Hester le había abierto los ojos para detectar los peligros a los que se podía enfrentar cuando se relacionaba con una viuda. En el pasado siempre había tenido mucho cuidado de no despertar los celos de los esposos, pues los maridos ofendidos solían retar a duelo, costumbre que ya había sido abolida por la Reina.
Sin embargo, un duelo hubiera sido mejor que ser chantajeado por Hester.
—¡Malditas sean todas las mujeres! —había dicho el Marqués mientras su Yate le llevaba a través del Mediterráneo.
Ahora en medio del sofocante calor del Mar Rojo, volvió a repetir lo mismo.

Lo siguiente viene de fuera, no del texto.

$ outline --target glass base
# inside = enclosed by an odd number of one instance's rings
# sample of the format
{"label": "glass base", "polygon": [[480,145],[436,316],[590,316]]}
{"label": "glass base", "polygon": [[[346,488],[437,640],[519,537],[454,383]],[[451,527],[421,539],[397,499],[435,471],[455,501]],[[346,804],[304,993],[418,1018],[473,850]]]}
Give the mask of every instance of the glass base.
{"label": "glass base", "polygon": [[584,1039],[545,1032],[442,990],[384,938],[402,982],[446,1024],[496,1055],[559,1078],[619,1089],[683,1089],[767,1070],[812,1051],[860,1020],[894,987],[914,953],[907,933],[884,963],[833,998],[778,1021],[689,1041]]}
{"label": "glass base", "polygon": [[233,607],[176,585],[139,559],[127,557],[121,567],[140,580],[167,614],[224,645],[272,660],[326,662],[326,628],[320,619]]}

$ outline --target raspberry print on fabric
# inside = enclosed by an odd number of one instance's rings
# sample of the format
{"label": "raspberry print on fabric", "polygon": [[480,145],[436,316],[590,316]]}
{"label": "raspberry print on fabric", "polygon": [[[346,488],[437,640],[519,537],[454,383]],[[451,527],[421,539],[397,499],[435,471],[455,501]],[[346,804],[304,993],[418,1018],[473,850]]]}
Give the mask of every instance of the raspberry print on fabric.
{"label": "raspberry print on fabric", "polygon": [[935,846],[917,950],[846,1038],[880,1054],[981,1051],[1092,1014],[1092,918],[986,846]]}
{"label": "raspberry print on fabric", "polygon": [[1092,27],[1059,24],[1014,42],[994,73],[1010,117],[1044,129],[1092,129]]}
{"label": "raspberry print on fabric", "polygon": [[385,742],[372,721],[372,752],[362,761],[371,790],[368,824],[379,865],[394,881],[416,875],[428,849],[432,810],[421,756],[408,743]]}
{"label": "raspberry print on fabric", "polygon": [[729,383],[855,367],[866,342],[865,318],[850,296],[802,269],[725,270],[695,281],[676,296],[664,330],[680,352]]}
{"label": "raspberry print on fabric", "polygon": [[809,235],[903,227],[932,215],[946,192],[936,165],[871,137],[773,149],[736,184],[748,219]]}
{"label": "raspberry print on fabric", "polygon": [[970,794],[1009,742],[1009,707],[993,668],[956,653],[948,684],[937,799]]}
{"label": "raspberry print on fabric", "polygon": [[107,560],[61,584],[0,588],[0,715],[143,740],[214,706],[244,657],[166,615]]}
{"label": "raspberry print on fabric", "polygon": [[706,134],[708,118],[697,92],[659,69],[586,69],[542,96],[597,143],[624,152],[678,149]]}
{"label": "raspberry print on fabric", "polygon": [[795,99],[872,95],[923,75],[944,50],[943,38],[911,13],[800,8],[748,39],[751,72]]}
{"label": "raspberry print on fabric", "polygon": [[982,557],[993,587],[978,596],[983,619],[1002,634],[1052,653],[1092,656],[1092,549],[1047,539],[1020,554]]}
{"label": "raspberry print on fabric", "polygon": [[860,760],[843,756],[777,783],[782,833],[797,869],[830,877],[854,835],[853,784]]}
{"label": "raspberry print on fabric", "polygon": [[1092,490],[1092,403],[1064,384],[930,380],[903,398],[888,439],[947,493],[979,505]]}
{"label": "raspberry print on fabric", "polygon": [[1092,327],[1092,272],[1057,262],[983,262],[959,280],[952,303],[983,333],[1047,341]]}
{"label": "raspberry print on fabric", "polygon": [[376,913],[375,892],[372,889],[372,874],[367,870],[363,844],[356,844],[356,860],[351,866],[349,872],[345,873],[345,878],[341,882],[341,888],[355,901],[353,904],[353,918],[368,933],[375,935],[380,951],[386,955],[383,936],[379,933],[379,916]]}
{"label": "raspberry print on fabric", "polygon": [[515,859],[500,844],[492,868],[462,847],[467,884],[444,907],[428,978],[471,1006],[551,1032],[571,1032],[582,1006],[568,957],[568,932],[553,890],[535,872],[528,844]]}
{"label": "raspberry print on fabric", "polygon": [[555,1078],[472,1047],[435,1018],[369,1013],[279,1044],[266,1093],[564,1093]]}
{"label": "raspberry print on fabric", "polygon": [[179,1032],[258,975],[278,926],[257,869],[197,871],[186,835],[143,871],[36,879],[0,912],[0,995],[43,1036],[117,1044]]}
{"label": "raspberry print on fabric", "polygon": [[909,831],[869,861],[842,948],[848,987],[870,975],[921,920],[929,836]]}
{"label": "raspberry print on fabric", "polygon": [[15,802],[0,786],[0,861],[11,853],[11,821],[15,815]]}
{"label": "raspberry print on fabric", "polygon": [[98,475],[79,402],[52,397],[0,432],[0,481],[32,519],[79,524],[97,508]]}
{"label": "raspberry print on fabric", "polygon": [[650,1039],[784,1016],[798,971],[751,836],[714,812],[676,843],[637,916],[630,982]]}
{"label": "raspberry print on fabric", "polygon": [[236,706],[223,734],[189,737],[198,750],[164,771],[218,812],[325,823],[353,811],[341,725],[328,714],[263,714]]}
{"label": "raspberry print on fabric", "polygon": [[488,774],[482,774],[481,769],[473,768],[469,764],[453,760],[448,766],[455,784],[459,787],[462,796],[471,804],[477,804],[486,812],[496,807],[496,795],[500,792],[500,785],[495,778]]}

Por fortuna, encontró un estímulo espiritual, que no esperaba, en el libro que Burton le había regalado.
Leyó todo lo referente a las propiedades mágicas del incienso, las que Moisés había pensado que traerían la venganza de Dios. También se enteró de como los egipcios de la antigüedad lo mencionaban en el Libro de los Muertos como un elemento clave para la seguridad de los difuntos en la otra vida. Se sorprendió a sí mismo penetrando en un mundo que nunca había conocido y que despertó en él una excitante curiosidad. Mientras leía, pudo comprender por qué Burton le había regalado ese libro.
Aunque los demás volúmenes que había comprado contenían mucho material, una y otra vez tenía que volver a El Perfume de los Dioses.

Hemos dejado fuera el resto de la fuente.